Even Daimler, creator of the pioneering Freightliner Inspiration, isn’t aiming to eliminate drivers yet. Instead it insists the truck allows drivers to take a break or multitask on the road, while remaining in the cab to take over at a second’s notice.

“Governments have been caught flat-footed by the technology leaping ahead quickly and the law not being ready for it”

Williams admits nobody can agree on how long industry could be waiting. Predictions range from five years to two decades. The biggest challenge will be convincing governments, industry and the public the technology is safe. “People are worried about ceding control of vehicles to seemingly faceless and soulless machines,” says Stuart Young, head of automotive at law firm Wragge Lawrence Graham & Co.

Road accidents caused by human error (more than 90%, according to Global Driver Risk Management) would be eliminated by handing control over to machines, say experts. But government will want to see “a programme of testing” of this theory, says Williams.

There’s also the prickly question of the law. “Governments have been caught flat-footed by the technology leaping ahead quickly and the law not being ready for it,” adds Young.

Any industry that invests in driverless logistics could find itself inundated with “endless lawsuits”, the United Road Transport Union has warned.

“What does a self-driving truck do when it is unexpectedly hit by an object and loses control?” a union spokesman says.

“At the absolute worst extreme example, it veers left on to a footpath where a group of children are walking or veers right where a whole family are waiting to cross the road. If there’s a professional driver at the wheel, they would have to make this really tough decision in the moment,” he adds.

“But if a truck is powered by a computer algorithm, then these decisions would have been programmed into the computer in advance. Is anybody going to accept these pre-programmed decisions that decide the fate of a group of children or a family?”

The union has its own agenda, of course. Driverless trucks would necessarily mean fewer jobs for the 285,000 HGV drivers currently working in the UK.

AXA says labour represents the biggest potential saving of all if self-driving lorries become a reality, with costs cut by £1.5bn a year for logistics in the UK alone.

Williams thinks redundancies could be kept to a minimum, however. “The demographic fall-off and drivers retiring would compensate” for the majority of jobs lost, while new jobs would be created in warehouse logistics as a result of the complex technology,” he predicts. And the union doesn’t sound too concerned.
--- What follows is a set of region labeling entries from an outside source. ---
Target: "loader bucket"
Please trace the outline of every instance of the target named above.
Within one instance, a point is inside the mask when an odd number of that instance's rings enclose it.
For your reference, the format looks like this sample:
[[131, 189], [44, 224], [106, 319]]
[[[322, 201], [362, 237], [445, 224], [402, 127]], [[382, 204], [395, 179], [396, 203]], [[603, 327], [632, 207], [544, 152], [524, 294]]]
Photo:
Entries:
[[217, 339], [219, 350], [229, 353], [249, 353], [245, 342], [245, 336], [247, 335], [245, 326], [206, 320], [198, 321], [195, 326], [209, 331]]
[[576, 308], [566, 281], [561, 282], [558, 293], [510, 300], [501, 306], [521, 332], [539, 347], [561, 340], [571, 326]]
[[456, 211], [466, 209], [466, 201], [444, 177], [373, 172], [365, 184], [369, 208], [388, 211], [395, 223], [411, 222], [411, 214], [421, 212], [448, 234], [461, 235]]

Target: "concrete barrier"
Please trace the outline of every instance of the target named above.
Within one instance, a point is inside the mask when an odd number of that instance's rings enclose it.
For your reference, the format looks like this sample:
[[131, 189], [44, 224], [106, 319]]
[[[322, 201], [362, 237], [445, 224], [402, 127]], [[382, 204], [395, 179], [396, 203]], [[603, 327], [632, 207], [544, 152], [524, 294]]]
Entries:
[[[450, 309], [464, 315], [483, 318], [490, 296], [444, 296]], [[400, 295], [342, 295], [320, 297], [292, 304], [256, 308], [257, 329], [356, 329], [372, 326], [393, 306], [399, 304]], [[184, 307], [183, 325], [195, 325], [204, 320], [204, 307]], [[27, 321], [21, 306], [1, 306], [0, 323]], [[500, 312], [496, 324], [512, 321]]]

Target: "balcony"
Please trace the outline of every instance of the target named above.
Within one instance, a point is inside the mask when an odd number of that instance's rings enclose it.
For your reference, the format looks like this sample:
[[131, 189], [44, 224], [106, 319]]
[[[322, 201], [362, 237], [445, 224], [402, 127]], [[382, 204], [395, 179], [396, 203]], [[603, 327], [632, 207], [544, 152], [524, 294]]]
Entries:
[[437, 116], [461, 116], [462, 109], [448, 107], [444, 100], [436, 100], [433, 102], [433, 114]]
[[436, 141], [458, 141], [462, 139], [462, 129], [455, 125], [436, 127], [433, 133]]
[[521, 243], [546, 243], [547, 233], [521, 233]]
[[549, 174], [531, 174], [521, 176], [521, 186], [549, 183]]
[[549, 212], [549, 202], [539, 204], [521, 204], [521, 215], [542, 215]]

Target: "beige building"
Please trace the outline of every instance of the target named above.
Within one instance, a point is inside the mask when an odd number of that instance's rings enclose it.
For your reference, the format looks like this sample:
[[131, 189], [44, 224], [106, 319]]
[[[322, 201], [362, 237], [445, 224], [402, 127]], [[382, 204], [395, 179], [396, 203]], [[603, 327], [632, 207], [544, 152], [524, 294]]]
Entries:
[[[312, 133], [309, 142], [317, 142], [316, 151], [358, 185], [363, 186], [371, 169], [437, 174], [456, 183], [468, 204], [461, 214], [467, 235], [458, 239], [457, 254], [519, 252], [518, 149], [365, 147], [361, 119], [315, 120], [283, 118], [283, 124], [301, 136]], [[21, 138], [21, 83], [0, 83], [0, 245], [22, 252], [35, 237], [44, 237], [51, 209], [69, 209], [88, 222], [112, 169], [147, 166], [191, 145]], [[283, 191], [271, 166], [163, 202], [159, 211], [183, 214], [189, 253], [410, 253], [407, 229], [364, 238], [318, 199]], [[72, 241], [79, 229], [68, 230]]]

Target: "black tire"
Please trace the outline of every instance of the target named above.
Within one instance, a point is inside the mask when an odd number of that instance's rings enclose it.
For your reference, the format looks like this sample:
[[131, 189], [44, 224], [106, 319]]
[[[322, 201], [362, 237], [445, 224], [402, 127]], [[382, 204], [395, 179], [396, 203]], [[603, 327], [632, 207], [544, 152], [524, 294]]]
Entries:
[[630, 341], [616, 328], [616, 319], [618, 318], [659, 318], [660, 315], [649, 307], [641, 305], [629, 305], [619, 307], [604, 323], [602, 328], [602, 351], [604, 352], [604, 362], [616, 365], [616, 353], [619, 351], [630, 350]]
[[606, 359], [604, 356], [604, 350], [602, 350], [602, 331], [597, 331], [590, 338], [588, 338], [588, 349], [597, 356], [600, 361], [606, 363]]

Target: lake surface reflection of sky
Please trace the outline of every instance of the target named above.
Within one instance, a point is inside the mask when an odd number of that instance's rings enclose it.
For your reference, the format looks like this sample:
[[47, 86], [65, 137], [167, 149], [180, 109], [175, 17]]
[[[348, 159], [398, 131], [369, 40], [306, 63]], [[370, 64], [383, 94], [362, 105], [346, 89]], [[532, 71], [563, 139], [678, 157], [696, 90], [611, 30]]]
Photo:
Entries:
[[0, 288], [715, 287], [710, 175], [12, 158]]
“Let’s wait and see what direction semi-autonomous trucks take us before we start worrying too much about that,” a spokesman says.

Fmcg likely shares a similar sentiment. And exciting as it sounds, it doesn’t look like the introduction of driverless fleets will be troubling their balance sheets, or their customers, any time soon.

Amazon drones

amazon drone one use

 Image courtesy of ZUMA/ Rex Shutterstock

Take a look up 10 years from now and you’ll spot hundreds of thousands of robotic drones hurtling across the skies to a front doorstep near you. If Amazon has its way.
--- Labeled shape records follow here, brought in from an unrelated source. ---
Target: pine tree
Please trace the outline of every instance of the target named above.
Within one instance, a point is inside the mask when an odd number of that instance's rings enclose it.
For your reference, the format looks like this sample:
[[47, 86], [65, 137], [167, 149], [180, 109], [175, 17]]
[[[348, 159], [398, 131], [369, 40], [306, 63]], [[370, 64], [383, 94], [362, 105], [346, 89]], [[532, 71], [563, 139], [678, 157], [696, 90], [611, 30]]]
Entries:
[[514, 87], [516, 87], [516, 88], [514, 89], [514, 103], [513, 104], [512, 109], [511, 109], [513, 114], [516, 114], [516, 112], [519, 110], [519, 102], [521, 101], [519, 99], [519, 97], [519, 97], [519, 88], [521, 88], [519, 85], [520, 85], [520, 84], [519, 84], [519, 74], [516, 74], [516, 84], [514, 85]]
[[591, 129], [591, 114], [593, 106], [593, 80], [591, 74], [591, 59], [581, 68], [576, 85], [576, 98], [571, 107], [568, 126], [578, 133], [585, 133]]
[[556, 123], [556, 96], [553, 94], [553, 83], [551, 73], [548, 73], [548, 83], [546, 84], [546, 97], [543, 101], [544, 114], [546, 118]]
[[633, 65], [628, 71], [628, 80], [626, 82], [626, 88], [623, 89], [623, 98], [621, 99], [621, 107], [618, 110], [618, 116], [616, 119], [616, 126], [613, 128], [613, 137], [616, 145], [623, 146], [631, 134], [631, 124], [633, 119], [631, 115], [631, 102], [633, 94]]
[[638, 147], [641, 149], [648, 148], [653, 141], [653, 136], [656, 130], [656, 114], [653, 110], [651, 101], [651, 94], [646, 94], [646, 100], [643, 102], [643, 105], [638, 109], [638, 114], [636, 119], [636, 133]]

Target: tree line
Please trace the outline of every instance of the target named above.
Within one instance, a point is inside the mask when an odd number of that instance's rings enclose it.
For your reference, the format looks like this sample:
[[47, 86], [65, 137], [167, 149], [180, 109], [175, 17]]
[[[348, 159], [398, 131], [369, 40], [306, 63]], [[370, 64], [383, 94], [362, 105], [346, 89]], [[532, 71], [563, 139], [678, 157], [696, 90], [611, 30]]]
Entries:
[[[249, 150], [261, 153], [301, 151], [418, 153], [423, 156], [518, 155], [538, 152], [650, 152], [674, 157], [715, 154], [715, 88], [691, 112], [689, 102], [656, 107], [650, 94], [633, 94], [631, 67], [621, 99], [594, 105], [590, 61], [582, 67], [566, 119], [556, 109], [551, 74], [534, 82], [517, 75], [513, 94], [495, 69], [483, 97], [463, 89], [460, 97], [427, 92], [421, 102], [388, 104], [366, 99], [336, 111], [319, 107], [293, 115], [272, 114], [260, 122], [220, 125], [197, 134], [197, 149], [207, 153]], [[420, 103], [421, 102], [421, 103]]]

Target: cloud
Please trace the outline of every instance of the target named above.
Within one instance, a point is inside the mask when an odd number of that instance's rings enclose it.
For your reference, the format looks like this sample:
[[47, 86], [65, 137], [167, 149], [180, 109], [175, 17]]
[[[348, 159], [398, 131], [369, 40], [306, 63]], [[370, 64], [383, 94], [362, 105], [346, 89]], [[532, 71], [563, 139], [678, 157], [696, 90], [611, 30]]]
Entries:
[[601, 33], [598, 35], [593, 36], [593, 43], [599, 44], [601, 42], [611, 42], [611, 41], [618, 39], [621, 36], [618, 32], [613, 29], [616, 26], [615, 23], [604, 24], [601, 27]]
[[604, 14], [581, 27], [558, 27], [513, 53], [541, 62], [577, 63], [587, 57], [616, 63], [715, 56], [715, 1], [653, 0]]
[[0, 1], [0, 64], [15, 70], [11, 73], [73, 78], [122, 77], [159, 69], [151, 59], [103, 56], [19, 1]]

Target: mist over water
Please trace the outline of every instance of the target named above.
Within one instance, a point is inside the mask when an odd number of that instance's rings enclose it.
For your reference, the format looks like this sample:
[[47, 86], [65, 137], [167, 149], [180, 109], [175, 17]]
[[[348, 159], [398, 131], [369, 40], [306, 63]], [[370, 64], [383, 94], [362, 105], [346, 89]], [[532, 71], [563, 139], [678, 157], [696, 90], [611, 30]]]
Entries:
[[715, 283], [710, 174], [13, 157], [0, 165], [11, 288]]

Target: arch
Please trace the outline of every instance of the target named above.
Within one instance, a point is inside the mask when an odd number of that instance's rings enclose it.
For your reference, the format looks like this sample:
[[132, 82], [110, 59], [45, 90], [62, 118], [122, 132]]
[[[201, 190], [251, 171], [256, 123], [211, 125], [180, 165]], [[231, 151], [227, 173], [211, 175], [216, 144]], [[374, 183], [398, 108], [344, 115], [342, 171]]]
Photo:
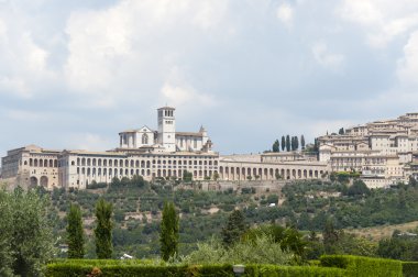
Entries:
[[47, 188], [48, 187], [48, 177], [42, 176], [41, 177], [41, 186]]
[[36, 186], [37, 186], [37, 178], [35, 176], [32, 176], [31, 177], [30, 188], [34, 188]]
[[143, 134], [141, 142], [142, 142], [142, 144], [148, 144], [148, 135], [147, 134]]

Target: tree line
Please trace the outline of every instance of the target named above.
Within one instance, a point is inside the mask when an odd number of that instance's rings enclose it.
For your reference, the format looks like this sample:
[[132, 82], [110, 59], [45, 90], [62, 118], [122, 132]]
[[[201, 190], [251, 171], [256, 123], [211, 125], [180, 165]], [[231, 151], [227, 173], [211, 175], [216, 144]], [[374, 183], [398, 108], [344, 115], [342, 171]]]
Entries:
[[280, 152], [290, 152], [290, 151], [298, 151], [300, 148], [305, 149], [305, 136], [300, 135], [300, 145], [299, 145], [299, 137], [297, 135], [292, 136], [290, 135], [283, 135], [282, 136], [282, 144], [278, 140], [274, 141], [272, 146], [272, 152], [278, 153]]

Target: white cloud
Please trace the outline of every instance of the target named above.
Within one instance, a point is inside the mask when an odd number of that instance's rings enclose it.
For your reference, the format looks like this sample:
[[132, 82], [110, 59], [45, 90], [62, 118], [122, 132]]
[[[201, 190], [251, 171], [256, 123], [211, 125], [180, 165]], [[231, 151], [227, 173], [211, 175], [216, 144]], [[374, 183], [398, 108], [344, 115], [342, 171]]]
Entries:
[[288, 3], [282, 3], [277, 8], [277, 19], [279, 19], [287, 27], [292, 26], [294, 19], [294, 9]]
[[404, 57], [398, 60], [397, 75], [399, 80], [408, 86], [418, 88], [418, 31], [409, 36], [404, 47]]
[[341, 69], [344, 63], [344, 56], [342, 54], [330, 53], [328, 45], [323, 42], [314, 44], [311, 51], [318, 64], [328, 69]]
[[372, 47], [385, 47], [418, 25], [418, 1], [344, 0], [338, 14], [362, 26]]

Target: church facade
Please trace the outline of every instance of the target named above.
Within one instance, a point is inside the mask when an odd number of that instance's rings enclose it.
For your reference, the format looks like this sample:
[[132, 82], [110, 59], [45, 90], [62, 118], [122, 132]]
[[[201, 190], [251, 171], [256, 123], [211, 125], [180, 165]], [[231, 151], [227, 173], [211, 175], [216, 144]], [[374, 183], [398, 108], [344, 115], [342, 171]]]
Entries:
[[36, 145], [11, 149], [1, 159], [1, 181], [12, 186], [85, 189], [92, 182], [142, 176], [230, 181], [321, 178], [327, 163], [268, 159], [263, 155], [220, 156], [205, 128], [177, 132], [175, 109], [157, 109], [157, 129], [146, 125], [119, 133], [119, 146], [105, 152], [46, 149]]

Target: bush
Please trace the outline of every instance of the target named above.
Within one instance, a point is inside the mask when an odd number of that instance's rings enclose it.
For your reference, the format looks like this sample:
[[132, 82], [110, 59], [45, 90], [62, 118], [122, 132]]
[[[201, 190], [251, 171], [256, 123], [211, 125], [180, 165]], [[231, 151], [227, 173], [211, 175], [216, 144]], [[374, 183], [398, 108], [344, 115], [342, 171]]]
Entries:
[[344, 268], [352, 276], [403, 276], [400, 261], [349, 255], [323, 255], [320, 261], [321, 266]]
[[404, 262], [402, 263], [402, 270], [405, 277], [418, 276], [418, 262]]
[[[139, 264], [135, 264], [139, 262]], [[144, 277], [233, 277], [232, 265], [145, 265], [141, 261], [78, 261], [74, 263], [56, 262], [50, 264], [46, 277], [78, 277], [88, 276], [94, 270], [101, 272], [102, 277], [119, 276], [144, 276]], [[257, 277], [339, 277], [346, 276], [346, 270], [340, 268], [324, 268], [317, 266], [276, 266], [276, 265], [246, 265], [244, 276]]]

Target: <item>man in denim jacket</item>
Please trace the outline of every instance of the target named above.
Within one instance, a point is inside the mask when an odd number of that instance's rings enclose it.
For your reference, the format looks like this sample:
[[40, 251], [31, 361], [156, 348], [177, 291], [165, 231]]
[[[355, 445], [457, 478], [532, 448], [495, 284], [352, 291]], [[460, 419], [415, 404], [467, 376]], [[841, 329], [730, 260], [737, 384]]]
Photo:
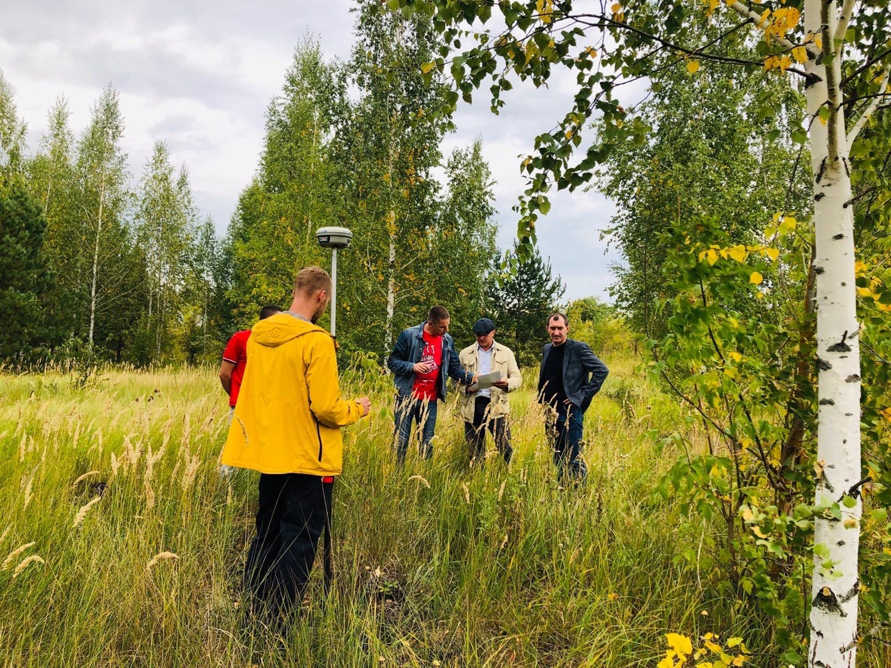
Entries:
[[401, 465], [408, 450], [412, 426], [421, 428], [421, 456], [433, 456], [433, 432], [437, 426], [437, 403], [446, 399], [446, 377], [470, 385], [476, 376], [465, 371], [448, 335], [451, 316], [443, 306], [434, 306], [427, 322], [403, 330], [387, 366], [394, 374], [396, 398], [394, 417], [396, 461]]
Using space age communications and sensing equipment to track their journeys, these high-speed aerial drones (flying at up to 60 knots) will be delivering packages to customers inside 30 minutes, the online retail giant predicts.

Notoriously tight-lipped Amazon broke its silence at a Nasa-funded conference in July to propose 200ft of airspace (between 200ft and 400ft above ground) should be reserved for the drones. Another 100ft above would be declared a no-fly zone to prevent collisions with manned aircraft.

The retailer accepts not all of these drones will be flying with an Amazon logo, but it has said it would want anything flying in the designated airspace to be able to ‘talk’ and collaborate with fellow drones, use sensors to bypass birds and buildings and use online flight planning to map a route.

So sophisticated would be the technology, the retailer envisages humans only taking over control of the machines in emergencies.